Une fois l’embauche réalisée, d’autres coûts sont affectés au recrutement soit durant un an, soit jusqu’à la titularisation. Les éventuels coûts de déménagement en font partie. Mais il s'agit pour une bonne part de coûts cachés liés à l'apprentissage.
Si le tracé d’une courbe d’apprentissage reste souvent une simple vue d’esprit, il convient au moins d’estimer forfaitairement la moindre efficacité professionnelle des nouveaux entrants… On se reportera à J.-M. Peretti (Ressources humaines, Vuibert 2007 p. 217) qui distingue trois périodes produisant des coûts d’adaptation : la phase d’information, l’apprentissage du métier puis la phase d’apport personnel.
Les coûts de formation des nouveaux embauchés en font partie. On pensera à les indiquer dans le tableau de bord de la formation.
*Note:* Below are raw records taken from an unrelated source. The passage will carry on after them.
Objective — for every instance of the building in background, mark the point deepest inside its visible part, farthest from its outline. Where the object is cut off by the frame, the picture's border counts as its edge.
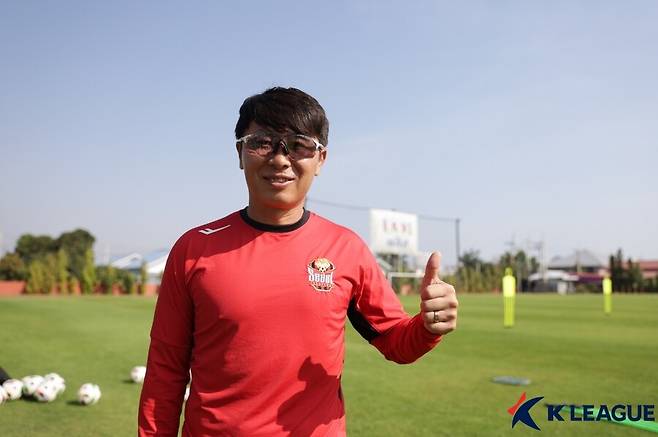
(565, 273)
(155, 264)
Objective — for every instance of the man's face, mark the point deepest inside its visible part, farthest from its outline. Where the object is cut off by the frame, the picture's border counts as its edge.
(278, 181)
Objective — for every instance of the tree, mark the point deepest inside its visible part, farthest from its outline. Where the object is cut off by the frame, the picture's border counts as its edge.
(127, 281)
(62, 272)
(76, 243)
(32, 247)
(36, 280)
(88, 280)
(107, 277)
(74, 284)
(12, 268)
(50, 273)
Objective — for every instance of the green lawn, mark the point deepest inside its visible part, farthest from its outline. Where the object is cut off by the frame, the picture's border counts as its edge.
(570, 350)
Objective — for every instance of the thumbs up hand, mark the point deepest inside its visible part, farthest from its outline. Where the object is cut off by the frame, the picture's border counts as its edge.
(438, 304)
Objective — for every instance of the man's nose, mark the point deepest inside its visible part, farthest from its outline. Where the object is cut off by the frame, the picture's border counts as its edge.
(280, 155)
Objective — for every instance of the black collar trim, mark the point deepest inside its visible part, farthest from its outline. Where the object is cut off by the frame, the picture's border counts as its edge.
(275, 228)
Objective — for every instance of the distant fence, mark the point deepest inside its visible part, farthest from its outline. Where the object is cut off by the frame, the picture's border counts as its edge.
(17, 288)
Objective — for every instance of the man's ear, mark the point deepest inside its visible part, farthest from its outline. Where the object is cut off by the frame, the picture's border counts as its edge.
(322, 156)
(239, 149)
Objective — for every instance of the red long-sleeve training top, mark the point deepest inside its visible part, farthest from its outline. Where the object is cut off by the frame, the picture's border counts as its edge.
(257, 313)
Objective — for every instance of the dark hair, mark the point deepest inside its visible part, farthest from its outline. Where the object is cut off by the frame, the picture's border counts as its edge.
(284, 108)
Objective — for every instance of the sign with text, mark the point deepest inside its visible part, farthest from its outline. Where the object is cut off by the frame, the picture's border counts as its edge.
(393, 232)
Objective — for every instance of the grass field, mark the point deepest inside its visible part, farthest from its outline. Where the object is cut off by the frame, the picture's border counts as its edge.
(570, 350)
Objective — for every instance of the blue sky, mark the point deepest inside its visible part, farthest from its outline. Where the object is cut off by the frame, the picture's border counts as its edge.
(529, 120)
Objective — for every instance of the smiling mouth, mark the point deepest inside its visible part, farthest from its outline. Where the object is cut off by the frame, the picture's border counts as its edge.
(278, 179)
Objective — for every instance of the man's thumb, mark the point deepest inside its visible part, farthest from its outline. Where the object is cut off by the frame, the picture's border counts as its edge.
(432, 269)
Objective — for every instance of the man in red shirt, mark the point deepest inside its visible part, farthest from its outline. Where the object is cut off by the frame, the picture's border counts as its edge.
(254, 305)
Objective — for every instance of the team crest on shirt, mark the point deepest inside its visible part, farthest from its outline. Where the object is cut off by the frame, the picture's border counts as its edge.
(321, 274)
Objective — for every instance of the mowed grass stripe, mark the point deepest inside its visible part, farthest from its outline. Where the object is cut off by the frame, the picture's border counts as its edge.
(565, 344)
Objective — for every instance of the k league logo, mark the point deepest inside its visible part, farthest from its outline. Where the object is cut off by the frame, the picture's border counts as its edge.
(521, 411)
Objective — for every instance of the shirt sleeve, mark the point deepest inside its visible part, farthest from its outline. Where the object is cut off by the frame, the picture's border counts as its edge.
(167, 368)
(377, 314)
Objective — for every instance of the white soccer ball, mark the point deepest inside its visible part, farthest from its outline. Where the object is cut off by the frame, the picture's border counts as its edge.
(14, 388)
(57, 380)
(137, 374)
(89, 394)
(31, 383)
(47, 391)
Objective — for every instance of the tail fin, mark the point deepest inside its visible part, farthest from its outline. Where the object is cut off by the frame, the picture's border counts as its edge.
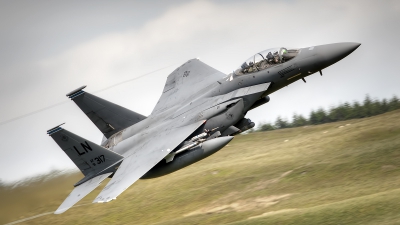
(108, 117)
(89, 157)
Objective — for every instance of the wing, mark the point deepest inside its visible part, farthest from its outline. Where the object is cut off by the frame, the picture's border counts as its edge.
(144, 156)
(184, 82)
(81, 191)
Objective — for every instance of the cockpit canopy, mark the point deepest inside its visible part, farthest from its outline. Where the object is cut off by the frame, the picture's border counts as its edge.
(266, 59)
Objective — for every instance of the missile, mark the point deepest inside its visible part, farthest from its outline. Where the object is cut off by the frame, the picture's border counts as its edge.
(188, 157)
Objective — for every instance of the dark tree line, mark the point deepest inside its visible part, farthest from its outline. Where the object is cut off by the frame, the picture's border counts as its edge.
(342, 112)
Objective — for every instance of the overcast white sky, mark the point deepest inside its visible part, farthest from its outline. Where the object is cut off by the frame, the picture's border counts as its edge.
(48, 48)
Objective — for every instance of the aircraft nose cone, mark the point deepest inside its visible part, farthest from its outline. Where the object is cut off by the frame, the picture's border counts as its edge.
(332, 53)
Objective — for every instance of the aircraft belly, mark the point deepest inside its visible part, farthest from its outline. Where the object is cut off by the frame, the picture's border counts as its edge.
(187, 158)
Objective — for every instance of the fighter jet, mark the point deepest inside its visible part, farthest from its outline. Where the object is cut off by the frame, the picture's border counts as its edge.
(199, 112)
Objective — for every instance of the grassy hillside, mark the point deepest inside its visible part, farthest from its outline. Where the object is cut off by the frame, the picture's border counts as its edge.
(337, 173)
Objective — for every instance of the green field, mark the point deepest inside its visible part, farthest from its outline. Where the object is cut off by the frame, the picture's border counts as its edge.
(338, 173)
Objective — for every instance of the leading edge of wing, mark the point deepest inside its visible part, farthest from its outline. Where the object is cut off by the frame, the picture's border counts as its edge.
(80, 191)
(135, 166)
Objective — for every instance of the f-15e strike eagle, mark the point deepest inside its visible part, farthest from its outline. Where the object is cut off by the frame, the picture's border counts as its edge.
(199, 112)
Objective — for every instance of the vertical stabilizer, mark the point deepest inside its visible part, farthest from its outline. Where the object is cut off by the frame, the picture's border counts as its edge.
(108, 117)
(90, 158)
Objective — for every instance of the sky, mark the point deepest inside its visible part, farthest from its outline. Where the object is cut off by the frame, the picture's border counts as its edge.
(48, 48)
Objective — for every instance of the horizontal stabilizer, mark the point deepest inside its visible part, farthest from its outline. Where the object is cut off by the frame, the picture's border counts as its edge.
(108, 117)
(89, 157)
(81, 191)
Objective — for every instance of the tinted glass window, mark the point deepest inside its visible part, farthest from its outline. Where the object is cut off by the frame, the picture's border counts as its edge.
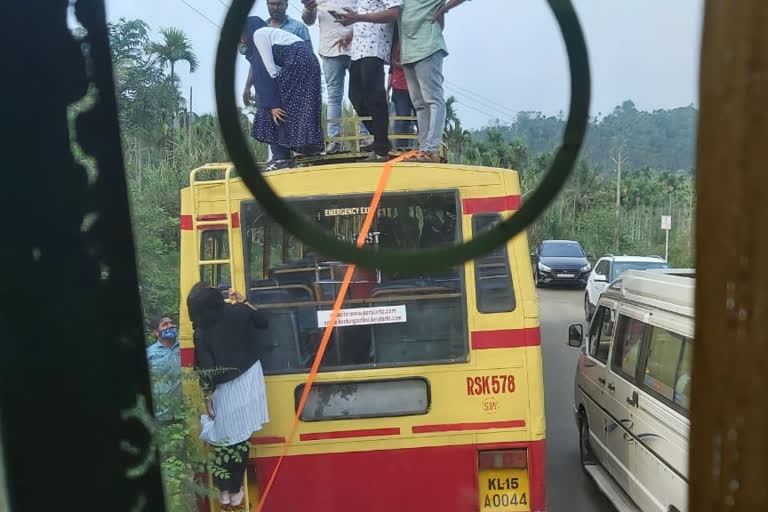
(620, 267)
(682, 394)
(629, 341)
(493, 279)
(600, 334)
(341, 400)
(668, 370)
(387, 319)
(563, 250)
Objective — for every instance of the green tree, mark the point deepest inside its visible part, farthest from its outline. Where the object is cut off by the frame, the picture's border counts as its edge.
(175, 47)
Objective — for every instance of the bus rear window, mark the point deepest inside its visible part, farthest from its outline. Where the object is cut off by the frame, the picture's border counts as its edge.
(387, 320)
(371, 399)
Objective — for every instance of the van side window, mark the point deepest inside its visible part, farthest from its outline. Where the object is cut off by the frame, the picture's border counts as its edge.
(600, 334)
(668, 370)
(493, 279)
(626, 351)
(602, 268)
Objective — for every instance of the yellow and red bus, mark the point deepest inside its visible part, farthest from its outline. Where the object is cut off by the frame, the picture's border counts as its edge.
(430, 395)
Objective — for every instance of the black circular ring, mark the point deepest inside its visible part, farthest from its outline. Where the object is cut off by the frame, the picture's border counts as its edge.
(412, 261)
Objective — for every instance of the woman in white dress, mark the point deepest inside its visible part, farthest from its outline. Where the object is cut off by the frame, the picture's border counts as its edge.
(227, 351)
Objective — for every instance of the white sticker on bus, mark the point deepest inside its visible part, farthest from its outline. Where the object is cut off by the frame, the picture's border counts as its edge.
(364, 316)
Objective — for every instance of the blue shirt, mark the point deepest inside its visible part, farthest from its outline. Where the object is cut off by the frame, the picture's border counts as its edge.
(165, 371)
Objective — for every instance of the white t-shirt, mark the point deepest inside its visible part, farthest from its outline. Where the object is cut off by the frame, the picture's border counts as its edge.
(373, 39)
(330, 31)
(265, 38)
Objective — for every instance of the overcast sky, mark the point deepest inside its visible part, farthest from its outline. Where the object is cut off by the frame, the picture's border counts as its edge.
(505, 55)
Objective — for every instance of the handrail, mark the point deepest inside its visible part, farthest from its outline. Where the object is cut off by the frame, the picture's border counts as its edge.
(194, 183)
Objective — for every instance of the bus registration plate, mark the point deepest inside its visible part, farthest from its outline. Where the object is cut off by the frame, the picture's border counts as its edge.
(504, 490)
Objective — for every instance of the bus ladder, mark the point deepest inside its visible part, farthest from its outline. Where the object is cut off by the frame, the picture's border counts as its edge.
(199, 222)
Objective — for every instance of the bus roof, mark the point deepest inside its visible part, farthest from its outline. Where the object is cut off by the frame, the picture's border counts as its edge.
(350, 178)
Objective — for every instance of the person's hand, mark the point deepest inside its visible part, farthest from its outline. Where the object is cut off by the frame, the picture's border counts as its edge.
(235, 296)
(279, 115)
(344, 42)
(440, 15)
(349, 17)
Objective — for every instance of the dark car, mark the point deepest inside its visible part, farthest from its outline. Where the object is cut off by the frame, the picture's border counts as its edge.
(561, 262)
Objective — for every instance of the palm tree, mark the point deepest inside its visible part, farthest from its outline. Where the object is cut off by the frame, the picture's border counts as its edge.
(174, 48)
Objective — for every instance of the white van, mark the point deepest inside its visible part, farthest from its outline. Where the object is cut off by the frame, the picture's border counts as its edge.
(633, 387)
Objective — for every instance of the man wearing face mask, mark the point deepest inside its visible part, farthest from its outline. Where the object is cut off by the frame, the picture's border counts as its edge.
(164, 358)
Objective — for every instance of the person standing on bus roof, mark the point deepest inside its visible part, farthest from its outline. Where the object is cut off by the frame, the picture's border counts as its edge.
(164, 359)
(228, 357)
(286, 75)
(401, 98)
(336, 60)
(278, 18)
(423, 51)
(371, 44)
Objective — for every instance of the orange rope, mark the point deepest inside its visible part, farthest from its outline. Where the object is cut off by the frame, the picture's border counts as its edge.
(383, 179)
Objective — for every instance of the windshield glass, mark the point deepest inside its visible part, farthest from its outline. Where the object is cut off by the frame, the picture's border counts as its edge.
(620, 267)
(387, 319)
(562, 250)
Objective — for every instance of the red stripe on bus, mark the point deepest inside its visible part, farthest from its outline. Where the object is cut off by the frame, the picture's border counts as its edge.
(433, 478)
(187, 357)
(267, 440)
(506, 338)
(344, 434)
(453, 427)
(491, 204)
(186, 221)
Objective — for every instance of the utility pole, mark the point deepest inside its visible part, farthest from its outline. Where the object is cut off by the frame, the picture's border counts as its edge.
(666, 245)
(189, 112)
(619, 161)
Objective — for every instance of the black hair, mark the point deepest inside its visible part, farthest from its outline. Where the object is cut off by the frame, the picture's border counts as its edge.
(154, 322)
(204, 304)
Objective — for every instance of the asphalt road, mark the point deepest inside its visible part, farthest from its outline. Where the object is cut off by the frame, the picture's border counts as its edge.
(569, 489)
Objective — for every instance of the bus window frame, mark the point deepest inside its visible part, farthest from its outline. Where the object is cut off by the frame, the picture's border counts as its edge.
(460, 269)
(300, 387)
(216, 269)
(476, 218)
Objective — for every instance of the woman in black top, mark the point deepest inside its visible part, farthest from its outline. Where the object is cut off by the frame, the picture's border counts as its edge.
(227, 353)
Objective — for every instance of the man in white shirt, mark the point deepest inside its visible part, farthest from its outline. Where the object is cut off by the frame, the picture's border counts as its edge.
(371, 44)
(335, 59)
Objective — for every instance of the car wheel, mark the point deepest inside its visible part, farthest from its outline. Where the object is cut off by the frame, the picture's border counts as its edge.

Dans le détail des affectations de coûts RH, il est plus juste qu’ils relèvent du recrutement.
Enfin, selon les recrutements, ces coûts ne sont pas imputables aux mêmes facteurs et il est toujours intéressant faire la distinction entre le coût d'une création de poste (qui est d'une certaine manière un investissement) et le coût de remplacement (qui doit être inclus dans celui du turnover).